Nato has admitted "a weapons systems failure" may have led to civilian casualties in Sunday morning's air strike in the Libyan capital, Tripoli.
Trying to explain the faux pas, the alliance said the intended target was a missile site, but "it appears that one weapon" did not hit it.
Nato's announcement came after the Libyan government had revealed the Alliance had bombed a residential area, and insisted the strike had killed nine civilians, including two babies.
According to Libyan authorities, the attack targeted one of Tripoli's poorer neighbourhoods and happened shortly after midnight.
Libyan Deputy Foreign Minister Khaled Kaim said the incident represented a "deliberate targeting of civilian houses".
On Sunday evening, the commander of operation Unified Protector, Lt Gen Charles Bouchard, said: "Nato regrets the loss of innocent civilian lives and takes great care in conducting strikes against a regime determined to use violence against its own citizens.
One shell whistled above us and smashed into an orchard perhaps 100m away"
"Although we are still determining the specifics of this event, indications are that a weapons system failure may have caused this incident."
The statement, defending the organisation's operational skills, added that more than 11,500 sorties had already been conducted and "every mission is planned and executed with tremendous care to avoid civilian casualties".

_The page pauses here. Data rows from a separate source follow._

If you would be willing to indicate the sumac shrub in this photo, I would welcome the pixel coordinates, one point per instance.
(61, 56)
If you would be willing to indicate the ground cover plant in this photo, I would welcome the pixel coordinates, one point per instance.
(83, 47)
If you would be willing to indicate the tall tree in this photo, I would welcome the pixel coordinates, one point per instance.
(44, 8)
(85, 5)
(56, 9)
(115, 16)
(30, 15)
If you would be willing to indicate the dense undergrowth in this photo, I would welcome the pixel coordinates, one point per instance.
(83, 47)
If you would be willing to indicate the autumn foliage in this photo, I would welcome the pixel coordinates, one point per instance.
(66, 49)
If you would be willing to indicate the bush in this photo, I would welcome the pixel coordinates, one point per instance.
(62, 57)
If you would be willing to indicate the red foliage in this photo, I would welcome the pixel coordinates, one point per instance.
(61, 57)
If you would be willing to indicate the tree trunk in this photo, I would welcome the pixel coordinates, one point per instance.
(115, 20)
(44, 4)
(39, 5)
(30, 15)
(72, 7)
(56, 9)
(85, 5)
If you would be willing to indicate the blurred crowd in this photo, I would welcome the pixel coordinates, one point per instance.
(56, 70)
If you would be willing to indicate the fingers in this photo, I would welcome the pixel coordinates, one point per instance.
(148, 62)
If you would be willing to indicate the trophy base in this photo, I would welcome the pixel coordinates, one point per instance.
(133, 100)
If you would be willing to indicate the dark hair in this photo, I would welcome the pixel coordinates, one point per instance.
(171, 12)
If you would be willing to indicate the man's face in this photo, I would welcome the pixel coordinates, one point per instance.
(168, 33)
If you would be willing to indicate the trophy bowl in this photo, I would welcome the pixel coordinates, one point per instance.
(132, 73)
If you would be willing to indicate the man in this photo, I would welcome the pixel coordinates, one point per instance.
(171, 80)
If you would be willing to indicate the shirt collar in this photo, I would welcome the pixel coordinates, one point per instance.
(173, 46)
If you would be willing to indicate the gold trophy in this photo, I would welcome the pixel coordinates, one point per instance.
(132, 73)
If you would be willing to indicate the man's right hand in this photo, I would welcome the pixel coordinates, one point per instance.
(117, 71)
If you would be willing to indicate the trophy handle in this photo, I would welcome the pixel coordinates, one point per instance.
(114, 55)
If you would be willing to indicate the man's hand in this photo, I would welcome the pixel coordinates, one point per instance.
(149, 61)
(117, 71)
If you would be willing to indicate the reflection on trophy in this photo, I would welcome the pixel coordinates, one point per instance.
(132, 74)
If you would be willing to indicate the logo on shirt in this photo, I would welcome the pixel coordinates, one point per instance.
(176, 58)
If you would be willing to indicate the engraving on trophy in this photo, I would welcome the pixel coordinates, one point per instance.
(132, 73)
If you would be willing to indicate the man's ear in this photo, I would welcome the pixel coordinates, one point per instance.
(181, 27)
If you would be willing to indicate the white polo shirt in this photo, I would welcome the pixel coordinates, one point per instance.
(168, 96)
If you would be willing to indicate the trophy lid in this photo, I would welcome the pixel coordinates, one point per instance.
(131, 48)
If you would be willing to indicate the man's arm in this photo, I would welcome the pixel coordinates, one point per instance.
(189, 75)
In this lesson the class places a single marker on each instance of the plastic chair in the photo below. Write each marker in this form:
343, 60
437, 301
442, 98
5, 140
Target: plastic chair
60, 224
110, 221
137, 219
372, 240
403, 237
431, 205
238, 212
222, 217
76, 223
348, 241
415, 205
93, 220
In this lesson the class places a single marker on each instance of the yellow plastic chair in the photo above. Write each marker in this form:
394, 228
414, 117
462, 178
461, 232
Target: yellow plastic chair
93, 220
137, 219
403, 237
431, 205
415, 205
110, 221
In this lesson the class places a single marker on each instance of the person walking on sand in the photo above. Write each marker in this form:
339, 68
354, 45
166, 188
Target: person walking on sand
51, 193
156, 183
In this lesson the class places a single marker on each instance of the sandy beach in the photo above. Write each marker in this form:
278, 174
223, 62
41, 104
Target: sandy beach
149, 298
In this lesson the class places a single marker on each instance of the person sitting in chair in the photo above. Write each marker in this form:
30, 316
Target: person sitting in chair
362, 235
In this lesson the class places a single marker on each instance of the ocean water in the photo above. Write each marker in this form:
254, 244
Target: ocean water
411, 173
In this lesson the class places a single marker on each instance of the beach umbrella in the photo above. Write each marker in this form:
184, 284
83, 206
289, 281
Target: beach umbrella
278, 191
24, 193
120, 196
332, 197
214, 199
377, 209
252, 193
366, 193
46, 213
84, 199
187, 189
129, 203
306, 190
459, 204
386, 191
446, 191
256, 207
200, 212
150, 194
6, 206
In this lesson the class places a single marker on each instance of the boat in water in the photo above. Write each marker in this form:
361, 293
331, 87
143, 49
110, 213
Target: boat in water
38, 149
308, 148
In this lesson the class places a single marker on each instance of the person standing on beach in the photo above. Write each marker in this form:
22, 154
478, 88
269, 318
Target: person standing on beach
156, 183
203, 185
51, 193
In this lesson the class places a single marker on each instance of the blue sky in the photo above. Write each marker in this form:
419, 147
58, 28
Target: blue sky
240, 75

The deaths of civilians in Tripoli, reported yesterday, are a deeply regrettable development. It seems ironic that while the organisation is there to protect civilians, they, as always, end up paying the price. While many will say that what happened on Sunday is just an "accident", and that the operation has saved thousands of life, by choosing to use aerial bombardments, Nato has given the Libyan conflict the aspect of a full fledge war.
It is unsure whether that the civilians, who repeatedly hear bombs while wondering if they are safe, feel protected by the Alliance. Four months into the conflict and Gaddafi is still standing while the rebels are now voicing their disappointment with Nato.
While the rebels control a third of Libya in the east and pockets in the west, including Misrata, Tripoli and the rest of the country remains under government control. Recently the Libyan opposition has been cash trapped and maintain they need more money and material to fight the Gaddafi regime.
On Sunday, senior officials from the rebel Transitional National Council (TNC) issued an urgent plea for foreign financial aid. They insisted that despite having won promises of assistance from their Western and Arab supporters, they have yet to receive any money.
The officials insisted they need more than $3bn (£1.9bn) to cover salaries and other needs in the next six months.
It seems that so far, the TNC has paid salaries and met other costs by drawing on whatever money was left in the Benghazi branch of Libya's central bank, which in itself is a questionable strategy, as the money that has been used was not really theirs.
However, rebel strategic adviser Shamsuddin Abdul Mullah has claimed that while the movement is now running out of cash, they still hope the delay was temporary.
TNC officials explained they need the money urgently to buy medical supplies for the frontline, as well as to "avoid popular frustration with a situation that was becoming increasingly dire", pointing out to the population's struggle.
The situation in Libya is indeed getting worse by the day, as the longer the conflict lasts, the more the population will become affected by fuel, food and medicine shortages.
As the public grow impatient the Alliance will need to find a rapid way out if it does not want its reputation to suffer even more. US Defence Secretary Robert Gates has casted doubts on the organisation's future, and UK Sea Lord Admiral Mark Stanhope has complained about the mounting cost of the operation.
Back in March, when military action began, George Osborne said that the cost to the United Kingdom would be "in the order of tens of millions of pounds, not hundreds of millions". Yesterday, however, Danny Alexander, Chief Secretary to the Treasury, contradicted the Chancellor. "The campaign is costing tens of millions, potentially into the hundreds of millions," he said. He was quick to add that the money was coming from a reserve "set aside for these contingencies" and would not have an effect on any other spending.
According to Mr Alexander, Britain is "leading Libya towards a better future". However with civilians being targeted, and the uncertainty regarding the rebel fighters, and what will really happen if Gaddafi leaves, the idea that Nato is really leading Libya towards a better future sounds more and more like an utopia.